Dosage and administration
- Dosage: 1 tablet taken once daily with or without food.
- Renal impairment: Not recommended in patients with CrCl <30 mL/min.
- Hepatic impairment: Not recommended in patients with severe hepatic impairment.
- Prior to or when initiating: Test patients for HBV infection.
- Prior to or when initiating, and during treatment: As clinically appropriate, assess serum creatinine, CrCl, urine glucose, and urine protein in all patients. In patients with chronic kidney disease, assess serum phosphorus.
Pregnancy and lactation
- Pregnancy: There is insufficient human data on the use of Biktarvy during pregnancy. An Antiretroviral Pregnancy Registry (APR) has been established. Available data from the APR for FTC shows no difference in the rates of birth defects compared with a US reference population.

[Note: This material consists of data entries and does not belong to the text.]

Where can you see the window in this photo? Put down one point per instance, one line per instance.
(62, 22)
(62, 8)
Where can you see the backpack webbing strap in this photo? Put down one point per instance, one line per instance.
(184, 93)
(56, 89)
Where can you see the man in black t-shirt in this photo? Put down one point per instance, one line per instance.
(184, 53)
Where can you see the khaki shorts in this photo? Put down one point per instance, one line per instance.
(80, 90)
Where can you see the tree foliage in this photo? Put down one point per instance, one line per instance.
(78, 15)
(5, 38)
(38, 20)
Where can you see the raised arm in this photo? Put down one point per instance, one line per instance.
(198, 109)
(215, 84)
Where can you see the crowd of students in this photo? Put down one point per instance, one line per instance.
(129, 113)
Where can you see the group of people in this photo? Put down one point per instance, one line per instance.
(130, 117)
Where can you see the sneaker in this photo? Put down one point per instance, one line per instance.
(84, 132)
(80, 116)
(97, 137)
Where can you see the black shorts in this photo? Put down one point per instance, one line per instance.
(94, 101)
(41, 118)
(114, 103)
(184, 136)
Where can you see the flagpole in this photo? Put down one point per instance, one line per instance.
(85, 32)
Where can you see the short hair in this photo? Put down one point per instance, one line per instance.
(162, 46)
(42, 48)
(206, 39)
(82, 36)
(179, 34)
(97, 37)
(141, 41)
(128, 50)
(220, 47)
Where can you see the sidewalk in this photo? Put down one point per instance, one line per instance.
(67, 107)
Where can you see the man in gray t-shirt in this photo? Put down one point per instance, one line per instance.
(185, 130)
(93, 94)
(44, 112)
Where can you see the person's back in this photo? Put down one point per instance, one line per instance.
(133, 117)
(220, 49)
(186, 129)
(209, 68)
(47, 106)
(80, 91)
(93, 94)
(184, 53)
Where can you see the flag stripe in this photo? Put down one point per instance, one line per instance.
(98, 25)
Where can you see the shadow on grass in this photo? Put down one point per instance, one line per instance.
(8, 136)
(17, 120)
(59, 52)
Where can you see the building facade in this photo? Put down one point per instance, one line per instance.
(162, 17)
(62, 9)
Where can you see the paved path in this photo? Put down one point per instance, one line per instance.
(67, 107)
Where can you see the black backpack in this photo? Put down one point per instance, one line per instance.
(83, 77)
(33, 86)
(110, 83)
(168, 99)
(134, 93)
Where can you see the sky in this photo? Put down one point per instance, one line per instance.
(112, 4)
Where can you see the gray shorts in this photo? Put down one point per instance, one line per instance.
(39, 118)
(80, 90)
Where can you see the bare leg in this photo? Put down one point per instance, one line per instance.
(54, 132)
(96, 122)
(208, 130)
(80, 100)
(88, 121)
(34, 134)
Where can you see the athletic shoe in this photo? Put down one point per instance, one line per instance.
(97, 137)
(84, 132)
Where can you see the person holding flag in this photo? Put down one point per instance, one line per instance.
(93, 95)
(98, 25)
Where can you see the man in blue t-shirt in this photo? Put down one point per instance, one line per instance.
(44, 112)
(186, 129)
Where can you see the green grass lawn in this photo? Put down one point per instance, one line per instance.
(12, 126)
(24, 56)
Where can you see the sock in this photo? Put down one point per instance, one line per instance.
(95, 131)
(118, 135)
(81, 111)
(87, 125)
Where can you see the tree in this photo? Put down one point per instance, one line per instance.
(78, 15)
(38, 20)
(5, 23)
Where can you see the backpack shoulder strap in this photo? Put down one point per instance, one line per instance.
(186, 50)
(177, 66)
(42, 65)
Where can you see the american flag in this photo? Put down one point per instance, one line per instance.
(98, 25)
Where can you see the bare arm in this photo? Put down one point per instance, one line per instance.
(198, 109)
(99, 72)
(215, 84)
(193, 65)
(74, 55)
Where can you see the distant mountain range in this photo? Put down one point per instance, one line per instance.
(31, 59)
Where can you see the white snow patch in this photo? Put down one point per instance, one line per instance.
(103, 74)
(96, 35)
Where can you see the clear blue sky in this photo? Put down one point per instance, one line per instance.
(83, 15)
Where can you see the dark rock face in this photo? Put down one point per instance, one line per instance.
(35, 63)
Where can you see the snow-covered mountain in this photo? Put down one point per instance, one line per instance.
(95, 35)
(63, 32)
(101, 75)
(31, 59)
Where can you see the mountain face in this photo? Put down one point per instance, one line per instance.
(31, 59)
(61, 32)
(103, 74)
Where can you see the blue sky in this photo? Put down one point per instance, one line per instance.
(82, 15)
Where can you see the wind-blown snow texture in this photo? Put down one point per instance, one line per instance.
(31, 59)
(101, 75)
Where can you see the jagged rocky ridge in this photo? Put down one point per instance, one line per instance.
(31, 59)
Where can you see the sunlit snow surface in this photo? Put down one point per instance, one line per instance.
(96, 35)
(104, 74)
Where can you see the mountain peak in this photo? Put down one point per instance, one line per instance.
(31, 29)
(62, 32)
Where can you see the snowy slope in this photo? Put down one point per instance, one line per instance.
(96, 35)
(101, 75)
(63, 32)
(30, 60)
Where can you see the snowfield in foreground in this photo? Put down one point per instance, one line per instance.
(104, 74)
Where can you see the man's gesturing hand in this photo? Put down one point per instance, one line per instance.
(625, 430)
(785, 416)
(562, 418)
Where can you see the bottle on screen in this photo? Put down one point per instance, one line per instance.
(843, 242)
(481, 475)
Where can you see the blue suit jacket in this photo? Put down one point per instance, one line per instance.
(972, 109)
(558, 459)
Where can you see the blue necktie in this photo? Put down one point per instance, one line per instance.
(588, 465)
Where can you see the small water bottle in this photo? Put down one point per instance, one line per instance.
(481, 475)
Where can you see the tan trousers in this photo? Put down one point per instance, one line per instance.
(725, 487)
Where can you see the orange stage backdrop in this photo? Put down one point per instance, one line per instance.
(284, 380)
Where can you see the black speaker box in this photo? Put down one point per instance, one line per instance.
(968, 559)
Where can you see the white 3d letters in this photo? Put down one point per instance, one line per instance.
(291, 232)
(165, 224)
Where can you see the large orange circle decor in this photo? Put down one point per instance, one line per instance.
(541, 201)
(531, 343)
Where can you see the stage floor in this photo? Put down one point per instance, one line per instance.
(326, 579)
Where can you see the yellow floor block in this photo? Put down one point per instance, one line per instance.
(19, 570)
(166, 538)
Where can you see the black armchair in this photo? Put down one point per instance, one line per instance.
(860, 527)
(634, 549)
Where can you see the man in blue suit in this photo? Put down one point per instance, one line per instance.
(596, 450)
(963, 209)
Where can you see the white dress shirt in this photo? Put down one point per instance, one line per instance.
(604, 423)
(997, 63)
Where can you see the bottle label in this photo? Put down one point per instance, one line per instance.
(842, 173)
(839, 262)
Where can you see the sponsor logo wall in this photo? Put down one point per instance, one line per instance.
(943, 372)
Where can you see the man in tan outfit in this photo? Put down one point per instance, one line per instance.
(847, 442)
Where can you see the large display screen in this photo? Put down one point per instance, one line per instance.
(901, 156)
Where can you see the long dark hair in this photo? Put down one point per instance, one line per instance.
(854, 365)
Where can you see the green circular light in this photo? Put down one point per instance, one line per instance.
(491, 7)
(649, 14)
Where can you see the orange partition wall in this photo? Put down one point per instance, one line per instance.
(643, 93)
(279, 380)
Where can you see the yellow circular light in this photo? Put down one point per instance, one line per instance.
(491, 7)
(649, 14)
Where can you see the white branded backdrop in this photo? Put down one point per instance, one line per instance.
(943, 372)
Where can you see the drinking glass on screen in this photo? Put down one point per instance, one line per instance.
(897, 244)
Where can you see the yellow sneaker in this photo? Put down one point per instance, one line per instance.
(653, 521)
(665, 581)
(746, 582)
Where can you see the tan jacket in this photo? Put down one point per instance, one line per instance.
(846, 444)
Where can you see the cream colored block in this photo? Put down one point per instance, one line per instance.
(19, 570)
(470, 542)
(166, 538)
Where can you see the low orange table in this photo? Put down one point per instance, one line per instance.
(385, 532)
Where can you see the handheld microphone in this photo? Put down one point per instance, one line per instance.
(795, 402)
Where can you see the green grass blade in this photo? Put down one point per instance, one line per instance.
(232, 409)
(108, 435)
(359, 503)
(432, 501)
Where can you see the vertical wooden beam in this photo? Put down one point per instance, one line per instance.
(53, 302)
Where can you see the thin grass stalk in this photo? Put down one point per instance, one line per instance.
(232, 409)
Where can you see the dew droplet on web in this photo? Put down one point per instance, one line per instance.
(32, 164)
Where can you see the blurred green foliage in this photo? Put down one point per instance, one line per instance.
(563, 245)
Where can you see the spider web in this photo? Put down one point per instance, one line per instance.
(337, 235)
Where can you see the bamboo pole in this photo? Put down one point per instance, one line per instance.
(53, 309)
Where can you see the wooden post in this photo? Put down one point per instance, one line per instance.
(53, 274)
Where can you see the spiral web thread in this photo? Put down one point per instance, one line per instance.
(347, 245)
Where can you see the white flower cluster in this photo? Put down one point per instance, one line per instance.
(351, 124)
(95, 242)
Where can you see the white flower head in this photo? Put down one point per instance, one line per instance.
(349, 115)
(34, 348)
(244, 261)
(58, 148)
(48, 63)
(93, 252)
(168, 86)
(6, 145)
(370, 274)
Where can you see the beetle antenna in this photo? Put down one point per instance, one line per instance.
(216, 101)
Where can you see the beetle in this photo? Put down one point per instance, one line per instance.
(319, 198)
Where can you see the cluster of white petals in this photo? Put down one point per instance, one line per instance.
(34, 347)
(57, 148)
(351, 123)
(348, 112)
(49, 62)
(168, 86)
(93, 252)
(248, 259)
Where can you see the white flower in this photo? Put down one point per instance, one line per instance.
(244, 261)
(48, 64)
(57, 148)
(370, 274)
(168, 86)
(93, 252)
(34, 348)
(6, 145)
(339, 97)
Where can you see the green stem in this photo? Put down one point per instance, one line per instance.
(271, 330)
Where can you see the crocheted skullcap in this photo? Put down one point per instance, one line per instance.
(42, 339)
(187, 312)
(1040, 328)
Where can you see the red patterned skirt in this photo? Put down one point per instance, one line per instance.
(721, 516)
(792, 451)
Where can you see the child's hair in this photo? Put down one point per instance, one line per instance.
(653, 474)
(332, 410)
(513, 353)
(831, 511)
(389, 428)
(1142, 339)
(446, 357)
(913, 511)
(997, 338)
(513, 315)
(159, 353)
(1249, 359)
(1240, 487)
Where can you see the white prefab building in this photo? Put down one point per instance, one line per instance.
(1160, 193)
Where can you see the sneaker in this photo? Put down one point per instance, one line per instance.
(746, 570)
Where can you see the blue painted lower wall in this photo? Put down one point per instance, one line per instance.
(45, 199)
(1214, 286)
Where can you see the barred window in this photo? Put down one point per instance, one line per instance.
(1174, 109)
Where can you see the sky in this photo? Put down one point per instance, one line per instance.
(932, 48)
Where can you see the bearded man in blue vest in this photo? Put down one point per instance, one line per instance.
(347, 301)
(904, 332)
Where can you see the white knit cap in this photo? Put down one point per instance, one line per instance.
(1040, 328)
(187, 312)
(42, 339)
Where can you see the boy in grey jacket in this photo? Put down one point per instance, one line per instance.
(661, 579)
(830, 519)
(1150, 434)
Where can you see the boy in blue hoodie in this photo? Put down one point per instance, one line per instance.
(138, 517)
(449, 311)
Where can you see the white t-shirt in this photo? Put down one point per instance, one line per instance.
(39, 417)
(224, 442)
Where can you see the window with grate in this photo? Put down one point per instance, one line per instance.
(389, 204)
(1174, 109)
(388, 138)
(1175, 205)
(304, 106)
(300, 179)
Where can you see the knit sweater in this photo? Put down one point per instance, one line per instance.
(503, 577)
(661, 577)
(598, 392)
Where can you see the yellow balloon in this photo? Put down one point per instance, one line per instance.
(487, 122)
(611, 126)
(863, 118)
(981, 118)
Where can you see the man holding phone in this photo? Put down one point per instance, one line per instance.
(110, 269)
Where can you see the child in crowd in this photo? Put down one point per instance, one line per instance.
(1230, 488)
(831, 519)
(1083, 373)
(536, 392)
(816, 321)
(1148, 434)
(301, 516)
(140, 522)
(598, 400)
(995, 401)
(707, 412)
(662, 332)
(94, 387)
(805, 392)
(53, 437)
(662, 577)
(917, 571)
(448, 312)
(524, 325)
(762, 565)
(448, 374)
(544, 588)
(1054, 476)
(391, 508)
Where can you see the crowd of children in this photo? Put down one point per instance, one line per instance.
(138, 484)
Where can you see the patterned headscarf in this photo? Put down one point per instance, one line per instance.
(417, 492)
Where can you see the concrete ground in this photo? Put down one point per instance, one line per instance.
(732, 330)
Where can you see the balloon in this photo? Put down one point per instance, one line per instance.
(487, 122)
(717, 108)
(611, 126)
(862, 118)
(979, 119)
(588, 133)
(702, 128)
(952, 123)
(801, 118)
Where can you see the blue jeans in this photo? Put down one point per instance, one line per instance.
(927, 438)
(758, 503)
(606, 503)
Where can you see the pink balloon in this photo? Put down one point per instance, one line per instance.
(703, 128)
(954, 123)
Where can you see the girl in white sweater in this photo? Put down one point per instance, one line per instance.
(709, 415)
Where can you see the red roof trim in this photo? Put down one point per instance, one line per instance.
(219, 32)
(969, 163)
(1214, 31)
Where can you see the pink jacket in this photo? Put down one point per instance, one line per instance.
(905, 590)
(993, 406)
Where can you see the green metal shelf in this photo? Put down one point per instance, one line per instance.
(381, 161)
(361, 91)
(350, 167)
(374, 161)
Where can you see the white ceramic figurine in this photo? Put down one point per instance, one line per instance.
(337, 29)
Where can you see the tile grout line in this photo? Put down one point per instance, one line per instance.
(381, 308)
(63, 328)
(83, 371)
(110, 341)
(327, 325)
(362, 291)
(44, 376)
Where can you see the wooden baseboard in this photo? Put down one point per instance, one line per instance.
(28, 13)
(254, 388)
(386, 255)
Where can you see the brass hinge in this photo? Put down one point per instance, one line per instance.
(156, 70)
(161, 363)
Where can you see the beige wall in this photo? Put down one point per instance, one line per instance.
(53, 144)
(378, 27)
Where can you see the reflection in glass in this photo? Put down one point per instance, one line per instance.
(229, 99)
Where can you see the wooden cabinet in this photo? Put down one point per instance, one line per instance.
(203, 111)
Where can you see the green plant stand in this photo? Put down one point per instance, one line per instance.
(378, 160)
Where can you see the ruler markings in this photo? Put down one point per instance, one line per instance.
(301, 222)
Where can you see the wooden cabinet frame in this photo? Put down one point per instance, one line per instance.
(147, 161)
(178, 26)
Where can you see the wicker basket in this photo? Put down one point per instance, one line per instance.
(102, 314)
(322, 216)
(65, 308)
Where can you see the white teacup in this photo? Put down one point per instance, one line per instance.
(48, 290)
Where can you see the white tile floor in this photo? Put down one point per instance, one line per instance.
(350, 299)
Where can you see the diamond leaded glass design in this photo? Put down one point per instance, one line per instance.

- Lactation: Women infected with HIV-1 should be instructed not to breastfeed, due to the potential for HIV-1 transmission.
About Gilead Sciences
Gilead Sciences is a biopharmaceutical company that discovers, develops and commercializes innovative therapeutics in areas of unmet medical need. The company’s mission is to advance the care of patients suffering from life-threatening diseases. Gilead has operations in more than 35 countries worldwide, with headquarters in Foster City, California.
For nearly 30 years, Gilead has been a leading innovator in the field of HIV, driving advances in treatment, prevention, testing and linkage to care, and cure research. Today, it’s estimated that more than 10 million people living with HIV globally receive antiretroviral therapy provided by Gilead or one of the company’s manufacturing partners.
This press release includes forward-looking statements within the meaning of the Private Securities Litigation Reform Act of 1995 that are subject to risks, uncertainties and other factors, including the risk that physicians may not see the benefits of prescribing Biktarvy. In addition, the European Union and other regulatory authorities may not approve Biktarvy in the currently anticipated timelines or at all, and any marketing approvals, if granted, may have significant limitations on their use. These risks, uncertainties and other factors could cause actual results to differ materially from those referred to in the forward-looking statements. The reader is cautioned not to rely on these forward-looking statements. These and other risks are described in detail in Gilead’s Annual Report on Form 10-K for the year ended December 31, 2017, as filed with the U.S. Securities and Exchange Commission. All forward-looking statements are based on information currently available to Gilead, and Gilead assumes no obligation to update any such forward-looking statements.